I agree with a little of what you say, some of it for slightly different reasons:
Huge Amounts of Pointless Time Sinks - I actually am not too bothered by the things you've brought up but I do have my own gripes about travel and also split zones. I don't like the thing of having to do 6 FATEs to upgrade chocobo speed. Namely, because the chocobo speed is so slow that getting to those FATEs before they're finished, with enough time to get gold on them, is a pain. IMO it would be better to have the faster speed from the off and maybe gate an Aether Current behind the first tier of Shared FATEs instead. This was compounded by split zones, where I would start heading to a FATE to find it was locked behind an invisible wall. One split zone per expansion at most in future is something I would like to see, if they must do them at all.
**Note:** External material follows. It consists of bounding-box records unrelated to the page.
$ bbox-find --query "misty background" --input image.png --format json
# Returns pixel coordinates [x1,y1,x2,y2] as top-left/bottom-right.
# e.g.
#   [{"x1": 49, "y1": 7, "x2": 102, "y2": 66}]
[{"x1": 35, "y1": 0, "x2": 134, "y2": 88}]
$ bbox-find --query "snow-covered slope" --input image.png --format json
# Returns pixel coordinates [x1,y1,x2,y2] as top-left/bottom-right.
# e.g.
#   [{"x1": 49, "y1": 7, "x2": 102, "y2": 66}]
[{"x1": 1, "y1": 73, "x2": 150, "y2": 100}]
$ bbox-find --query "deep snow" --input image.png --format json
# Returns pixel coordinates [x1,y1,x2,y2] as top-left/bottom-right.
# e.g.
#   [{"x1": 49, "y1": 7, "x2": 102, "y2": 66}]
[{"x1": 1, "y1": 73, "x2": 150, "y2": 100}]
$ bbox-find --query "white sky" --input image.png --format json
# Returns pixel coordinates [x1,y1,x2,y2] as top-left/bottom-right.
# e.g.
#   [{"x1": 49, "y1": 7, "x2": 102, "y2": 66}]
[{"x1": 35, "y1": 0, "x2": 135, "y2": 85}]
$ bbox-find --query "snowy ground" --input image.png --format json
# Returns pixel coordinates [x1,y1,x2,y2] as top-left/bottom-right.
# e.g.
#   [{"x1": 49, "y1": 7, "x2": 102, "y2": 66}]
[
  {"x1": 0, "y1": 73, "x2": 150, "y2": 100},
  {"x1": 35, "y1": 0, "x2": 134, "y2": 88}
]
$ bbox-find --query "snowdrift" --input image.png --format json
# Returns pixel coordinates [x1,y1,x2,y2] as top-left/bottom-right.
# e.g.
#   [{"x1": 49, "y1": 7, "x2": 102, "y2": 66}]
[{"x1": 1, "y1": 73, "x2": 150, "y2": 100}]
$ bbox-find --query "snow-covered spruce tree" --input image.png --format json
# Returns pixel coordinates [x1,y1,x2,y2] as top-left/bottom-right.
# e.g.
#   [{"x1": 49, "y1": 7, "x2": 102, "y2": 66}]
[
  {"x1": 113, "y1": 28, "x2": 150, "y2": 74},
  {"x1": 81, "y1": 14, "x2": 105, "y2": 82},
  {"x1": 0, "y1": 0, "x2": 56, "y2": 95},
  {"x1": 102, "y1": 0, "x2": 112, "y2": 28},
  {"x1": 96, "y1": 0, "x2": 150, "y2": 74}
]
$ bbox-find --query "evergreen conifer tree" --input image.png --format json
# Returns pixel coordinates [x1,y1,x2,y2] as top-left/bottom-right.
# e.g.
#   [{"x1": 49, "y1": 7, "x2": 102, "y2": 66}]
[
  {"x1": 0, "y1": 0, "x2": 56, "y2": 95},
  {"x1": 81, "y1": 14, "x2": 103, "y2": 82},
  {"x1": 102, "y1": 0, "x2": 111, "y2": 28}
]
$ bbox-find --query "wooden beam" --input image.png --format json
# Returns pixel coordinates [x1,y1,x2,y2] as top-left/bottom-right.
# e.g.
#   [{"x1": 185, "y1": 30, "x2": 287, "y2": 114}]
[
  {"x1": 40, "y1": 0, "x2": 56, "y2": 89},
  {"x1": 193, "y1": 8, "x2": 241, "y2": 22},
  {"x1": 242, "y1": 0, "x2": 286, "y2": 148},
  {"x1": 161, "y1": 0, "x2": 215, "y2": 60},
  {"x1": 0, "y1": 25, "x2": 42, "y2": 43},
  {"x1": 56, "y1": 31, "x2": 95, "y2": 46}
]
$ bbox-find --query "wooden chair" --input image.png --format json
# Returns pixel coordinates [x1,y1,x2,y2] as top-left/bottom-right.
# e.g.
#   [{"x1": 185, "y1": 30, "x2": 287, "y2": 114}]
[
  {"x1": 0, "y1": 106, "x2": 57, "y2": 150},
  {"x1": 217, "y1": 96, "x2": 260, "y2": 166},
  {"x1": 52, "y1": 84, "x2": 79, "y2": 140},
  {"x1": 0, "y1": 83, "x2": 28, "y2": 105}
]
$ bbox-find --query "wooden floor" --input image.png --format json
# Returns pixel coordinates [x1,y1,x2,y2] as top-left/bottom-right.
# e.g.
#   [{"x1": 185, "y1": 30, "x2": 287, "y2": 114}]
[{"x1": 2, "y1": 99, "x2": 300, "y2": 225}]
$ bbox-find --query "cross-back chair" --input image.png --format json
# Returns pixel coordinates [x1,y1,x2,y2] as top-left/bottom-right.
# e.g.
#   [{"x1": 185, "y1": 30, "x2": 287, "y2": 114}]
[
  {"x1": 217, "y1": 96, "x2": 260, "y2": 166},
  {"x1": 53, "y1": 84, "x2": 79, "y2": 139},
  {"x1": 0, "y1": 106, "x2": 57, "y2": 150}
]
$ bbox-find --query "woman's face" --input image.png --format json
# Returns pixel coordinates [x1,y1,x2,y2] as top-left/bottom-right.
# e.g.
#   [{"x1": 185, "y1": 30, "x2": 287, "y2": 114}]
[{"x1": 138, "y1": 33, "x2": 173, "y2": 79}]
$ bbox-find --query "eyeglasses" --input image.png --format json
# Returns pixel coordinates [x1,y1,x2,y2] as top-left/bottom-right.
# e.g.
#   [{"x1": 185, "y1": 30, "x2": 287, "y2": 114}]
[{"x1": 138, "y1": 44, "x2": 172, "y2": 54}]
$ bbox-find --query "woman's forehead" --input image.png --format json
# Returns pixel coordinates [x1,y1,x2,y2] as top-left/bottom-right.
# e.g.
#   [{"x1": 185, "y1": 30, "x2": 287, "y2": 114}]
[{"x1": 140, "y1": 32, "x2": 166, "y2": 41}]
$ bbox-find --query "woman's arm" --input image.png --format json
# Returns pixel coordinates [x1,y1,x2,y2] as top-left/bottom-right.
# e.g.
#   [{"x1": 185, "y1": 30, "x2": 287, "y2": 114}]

Too Much Doom and Gloom - I actually think they did a great job of balancing things here. Yes, there are dark moments, bleak moments but it never descends into misery porn, which some games absolutely would have at that point. Garlemald in particular hits a couple of very dark moments but then we help reunite a family for instance. And isn't that the theme of EW, yes, there are bad times and bad things happen but also good times and good deeds? As to Zenos, I'll grant you that one. The last fight with him upset the pacing for me at that point. I would have also liked the option of simply walking away from him.
Dumb Dialogue - Whilst I felt there were a couple of cringey moments on other parts of the story, I don't think it was all that dumb. Garlemald in particular, it actually made sense. These were a proud people who were sure that a plan was in place that would see the empire rise again. Why would they accept that the "barbarians" who, in their eyes, had victimised them historically to the extent that they set forth and found Garlemald, suddenly want to help them? From their point of view, we were there to take advantage of the disaster that had struck them, trying to subjugate them again before they could regroup, spreading lies to make them think the situation was worse than it was.